# Torre Del Mar Area



## RichardH1971 (Nov 13, 2019)

Hi All,

Just wondered where the main UK expat Urbanizations are around Torre Del Mar / Velez Malaga /Torrex /Nerja. I am looking to open a retail outlet which will be targeted to the UK expats and wondered where would be best.

I feel that Torre Del Mar is best suited at this is easily accessible and will pull from all areas - thoughts?


----------



## Joppa (Sep 7, 2009)

Nerja has the highest concentration of UK expats, but rent etc will be higher. Torrox Costa would be my next choice, followed by Torre del Mar/Velez Malaga, which are more Spanish in character though with sizeable expat community.


----------



## Lynn R (Feb 21, 2014)

In 2018 the total foreign-born registered population of the municipality of Vélez-Málaga (which includes Torre del Mar as well as some outlying villages) was 9,851 of whom 8.6% were British - 847 in total.

https://www.foro-ciudad.com/malaga/velez-malaga/habitantes.html#Extranjeros

Nerja had more than twice that number of British-born residents, and Torrox around 1,300, so the bulk of your target market would be concentrated at the eastern end of your search area rather than the Torre del Mar end. However, as Joppa says rents are likely to be higher in Nerja.

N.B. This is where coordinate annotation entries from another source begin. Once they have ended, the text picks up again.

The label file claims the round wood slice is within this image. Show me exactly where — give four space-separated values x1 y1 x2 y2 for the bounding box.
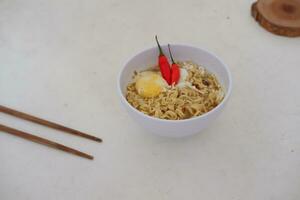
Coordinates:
251 0 300 37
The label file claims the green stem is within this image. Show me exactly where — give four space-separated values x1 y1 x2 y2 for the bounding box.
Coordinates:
168 44 175 64
155 35 164 56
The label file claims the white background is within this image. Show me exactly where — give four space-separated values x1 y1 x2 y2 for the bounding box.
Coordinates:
0 0 300 200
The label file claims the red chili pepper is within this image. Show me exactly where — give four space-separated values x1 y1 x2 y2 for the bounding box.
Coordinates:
155 36 171 85
168 44 180 85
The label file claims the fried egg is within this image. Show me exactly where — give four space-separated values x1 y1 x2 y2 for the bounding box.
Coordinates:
135 71 168 98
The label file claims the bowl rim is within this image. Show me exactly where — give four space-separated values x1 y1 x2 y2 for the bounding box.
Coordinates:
117 43 232 123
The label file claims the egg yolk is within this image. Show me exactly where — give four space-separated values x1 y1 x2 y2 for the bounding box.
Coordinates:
135 71 168 98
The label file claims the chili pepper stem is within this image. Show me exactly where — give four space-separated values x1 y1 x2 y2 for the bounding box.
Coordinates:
168 44 175 64
155 35 164 56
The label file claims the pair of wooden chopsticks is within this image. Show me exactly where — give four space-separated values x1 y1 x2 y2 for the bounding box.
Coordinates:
0 105 102 160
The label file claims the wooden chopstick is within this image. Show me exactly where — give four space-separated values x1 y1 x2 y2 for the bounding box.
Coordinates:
0 124 94 160
0 105 102 142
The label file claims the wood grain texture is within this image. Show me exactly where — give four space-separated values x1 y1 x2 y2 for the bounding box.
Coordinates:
251 0 300 37
0 124 94 160
0 105 102 142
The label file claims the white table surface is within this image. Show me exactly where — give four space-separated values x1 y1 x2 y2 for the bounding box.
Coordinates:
0 0 300 200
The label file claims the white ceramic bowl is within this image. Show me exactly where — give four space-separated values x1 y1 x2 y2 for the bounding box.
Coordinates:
118 44 232 137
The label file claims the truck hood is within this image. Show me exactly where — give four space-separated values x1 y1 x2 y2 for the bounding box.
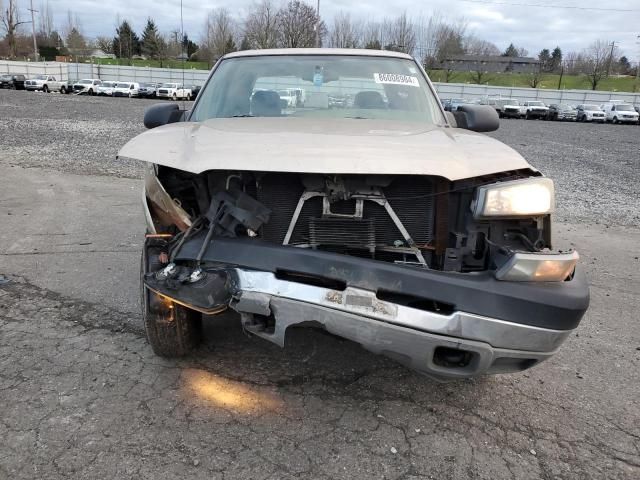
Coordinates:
118 117 535 181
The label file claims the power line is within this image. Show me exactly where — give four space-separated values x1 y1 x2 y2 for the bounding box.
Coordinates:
458 0 640 12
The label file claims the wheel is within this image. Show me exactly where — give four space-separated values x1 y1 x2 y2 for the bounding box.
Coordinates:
140 246 202 357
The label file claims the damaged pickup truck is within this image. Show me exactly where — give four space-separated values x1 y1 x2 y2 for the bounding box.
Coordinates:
119 49 589 379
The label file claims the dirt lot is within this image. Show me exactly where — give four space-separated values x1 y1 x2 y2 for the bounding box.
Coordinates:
0 91 640 479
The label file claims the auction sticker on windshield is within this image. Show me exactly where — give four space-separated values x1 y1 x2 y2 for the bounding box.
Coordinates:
373 73 420 87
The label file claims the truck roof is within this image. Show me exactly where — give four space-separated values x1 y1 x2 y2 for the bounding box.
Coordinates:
222 48 413 60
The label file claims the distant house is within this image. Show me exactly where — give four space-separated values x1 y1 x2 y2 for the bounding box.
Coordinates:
440 55 540 73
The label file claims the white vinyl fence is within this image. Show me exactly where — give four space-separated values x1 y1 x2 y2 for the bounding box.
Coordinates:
434 83 640 106
0 60 640 105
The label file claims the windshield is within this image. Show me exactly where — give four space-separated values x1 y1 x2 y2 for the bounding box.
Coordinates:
191 55 444 124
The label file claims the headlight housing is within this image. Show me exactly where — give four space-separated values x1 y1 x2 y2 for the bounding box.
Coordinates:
473 177 555 219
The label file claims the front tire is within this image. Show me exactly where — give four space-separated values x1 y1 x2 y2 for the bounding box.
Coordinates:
140 246 202 358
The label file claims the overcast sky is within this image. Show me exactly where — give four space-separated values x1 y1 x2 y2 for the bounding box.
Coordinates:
33 0 640 61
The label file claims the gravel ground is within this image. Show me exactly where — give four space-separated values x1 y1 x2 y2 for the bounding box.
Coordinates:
0 90 640 226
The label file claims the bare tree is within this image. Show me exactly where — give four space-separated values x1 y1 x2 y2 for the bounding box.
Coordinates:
94 36 113 53
584 40 611 90
0 0 28 58
362 20 382 50
38 0 55 38
201 8 237 61
527 63 543 88
471 70 491 84
385 12 416 53
244 0 279 48
63 10 87 54
329 12 363 48
278 0 327 48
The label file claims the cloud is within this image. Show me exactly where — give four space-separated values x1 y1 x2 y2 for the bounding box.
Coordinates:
46 0 640 59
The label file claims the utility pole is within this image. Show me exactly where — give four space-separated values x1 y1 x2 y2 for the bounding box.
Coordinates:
28 0 38 62
636 35 640 80
316 0 320 48
607 42 618 78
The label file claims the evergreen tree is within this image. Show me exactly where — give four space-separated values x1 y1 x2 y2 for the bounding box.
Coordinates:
238 36 251 50
538 48 553 72
551 47 562 72
141 18 163 59
112 20 140 58
502 43 518 57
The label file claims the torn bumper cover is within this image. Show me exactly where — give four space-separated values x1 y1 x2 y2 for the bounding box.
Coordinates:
145 236 589 379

https://www.foro-ciudad.com/malaga/nerja/habitantes.html#Extranjeros

https://www.foro-ciudad.com/malaga/torrox/habitantes.html#Extranjeros


There is a sizeable British population a bit further inland around La Vinuela, Puente de Don Manuel and Alcaucín, but there are also quite a number of established British owned businesses catering for them.


----------